Earlier in September, several of us met as part of the monthly DDI Twitter program brown bag lunch discussion series.  One of the overall goals of the program is to encourage a few faculty members to actively use Twitter in their courses, but another goal is to have meaningful discussions among interested faculty on academic uses of Twitter.


After introductions, I provided a list of potential uses of Twitter in a course (below).  We discussed everyone’s ideas for using Twitter, which ranged from trying out Twitter in a language class to tweeting as an entire discipline to develop its community. Attendees were concerned about privacy, as far as FERPA and HIPAA, and representing the university as an institution.  Attendees expressed a need for Duke to have an explcit social media policy, without stifling its use. Despite perceived complications, there was a lot of excitement about potential for spontaneous student participation, particularly from those who are more introverted.  I also demonstrated two Twitter clients for following a large volume of tweets, Tweetdeck for the desktop and the web-based Tweetgrid. Two additional discussions sessions have already been scheduled for this fall, so you can register now.

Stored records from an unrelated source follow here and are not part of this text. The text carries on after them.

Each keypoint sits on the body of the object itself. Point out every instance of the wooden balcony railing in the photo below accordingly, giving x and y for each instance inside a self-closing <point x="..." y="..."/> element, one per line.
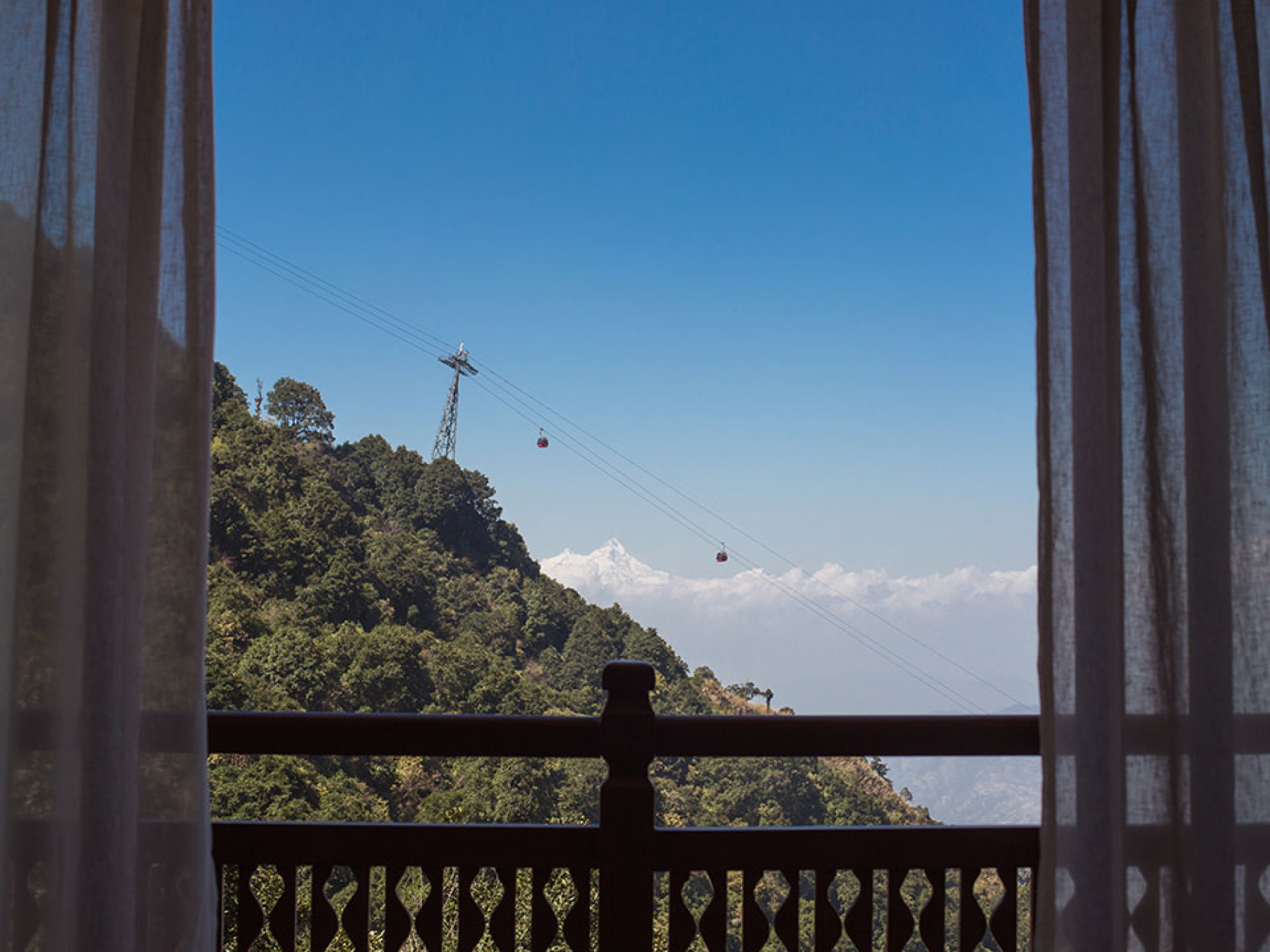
<point x="622" y="884"/>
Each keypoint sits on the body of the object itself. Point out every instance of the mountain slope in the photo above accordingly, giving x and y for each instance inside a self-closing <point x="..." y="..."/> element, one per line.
<point x="363" y="578"/>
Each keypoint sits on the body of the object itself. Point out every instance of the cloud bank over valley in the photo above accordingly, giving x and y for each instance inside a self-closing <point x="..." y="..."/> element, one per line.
<point x="751" y="626"/>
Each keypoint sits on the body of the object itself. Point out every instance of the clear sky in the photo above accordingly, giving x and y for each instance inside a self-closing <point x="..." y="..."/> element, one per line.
<point x="780" y="254"/>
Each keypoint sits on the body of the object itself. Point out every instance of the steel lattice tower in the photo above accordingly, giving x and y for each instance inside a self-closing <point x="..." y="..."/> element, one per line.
<point x="449" y="429"/>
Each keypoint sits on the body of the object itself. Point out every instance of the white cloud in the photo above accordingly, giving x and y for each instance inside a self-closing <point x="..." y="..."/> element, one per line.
<point x="746" y="628"/>
<point x="749" y="626"/>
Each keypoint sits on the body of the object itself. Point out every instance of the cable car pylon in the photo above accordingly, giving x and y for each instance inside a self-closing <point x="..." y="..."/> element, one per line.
<point x="449" y="431"/>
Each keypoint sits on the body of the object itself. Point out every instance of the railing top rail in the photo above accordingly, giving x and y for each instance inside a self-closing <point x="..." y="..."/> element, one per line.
<point x="401" y="734"/>
<point x="675" y="736"/>
<point x="811" y="736"/>
<point x="838" y="847"/>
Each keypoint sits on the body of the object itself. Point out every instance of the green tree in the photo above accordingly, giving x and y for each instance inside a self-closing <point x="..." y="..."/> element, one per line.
<point x="300" y="413"/>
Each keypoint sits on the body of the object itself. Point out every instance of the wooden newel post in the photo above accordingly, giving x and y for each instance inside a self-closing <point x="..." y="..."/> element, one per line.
<point x="627" y="810"/>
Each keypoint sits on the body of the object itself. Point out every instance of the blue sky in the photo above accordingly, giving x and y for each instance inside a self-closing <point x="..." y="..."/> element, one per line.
<point x="780" y="254"/>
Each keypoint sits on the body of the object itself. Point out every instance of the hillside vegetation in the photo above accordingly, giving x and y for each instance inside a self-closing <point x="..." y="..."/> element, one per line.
<point x="362" y="578"/>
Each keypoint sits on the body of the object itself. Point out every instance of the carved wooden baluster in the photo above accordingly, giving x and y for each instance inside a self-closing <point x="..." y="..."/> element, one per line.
<point x="627" y="729"/>
<point x="282" y="917"/>
<point x="397" y="917"/>
<point x="27" y="909"/>
<point x="430" y="920"/>
<point x="502" y="920"/>
<point x="973" y="922"/>
<point x="471" y="920"/>
<point x="933" y="914"/>
<point x="220" y="908"/>
<point x="754" y="922"/>
<point x="682" y="926"/>
<point x="250" y="918"/>
<point x="859" y="920"/>
<point x="900" y="917"/>
<point x="714" y="920"/>
<point x="325" y="923"/>
<point x="1257" y="908"/>
<point x="357" y="912"/>
<point x="1005" y="917"/>
<point x="577" y="922"/>
<point x="828" y="924"/>
<point x="544" y="924"/>
<point x="1144" y="917"/>
<point x="787" y="917"/>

Use cases for which all students would need a mobile device, laptop or be in a lab during class:

  • Polling each student within class
  • Participating in a class “back channel,” which would consist of lecture summaries, commentary and questions

Use cases for which a portion, but not all, of students would have access to a mobile device or other computer during class:

  • Tweeting in groups of 3 to 5 students where the tweets reflect the group consensus following a discussion

Use cases for which students would have access to a mobile device, laptop or desktop machine outside of class:

  • Students could receive information tweeted by the instructor and/or teaching stafff  on course administrative issues and reminders.
  • Students could receive tweets from the instructor and/or  the teaching staff on course related topics.
  • Students may tweet containing links to course related research.
  • Students may tweet reflections on course materials and course related topics.
  • Students may search for tweets using course related keywords or follow relevant #hashtags (e.g. #iranelection)
  • Students may follow experts in the course discipline or pertinent public figures.
  • Students may use Twitter to conduct interviews with one or more followers.
  • Students may tweet notes from course readings.
  • Students may tweet field observations or lab results.
  • Students participating in service learning could communicate from a remote location and record observations or reflections.
  • Both students participating in remote service learning or study abroad could use Twitter to maintain a connection with their classmates or advisers on campus.
  • Foreign language students may tweet in the course language and follow Tweeters from their respective countries.
  • Students may tweet to request help from classmates, the instructor or teaching staff.
  • Students may tweet creatively, taking advantage of the 140 character limit in order to condense a large idea into a brief statement (e.g. literary works, world religions described in a single tweet)
  • Students may do research using tweets as data.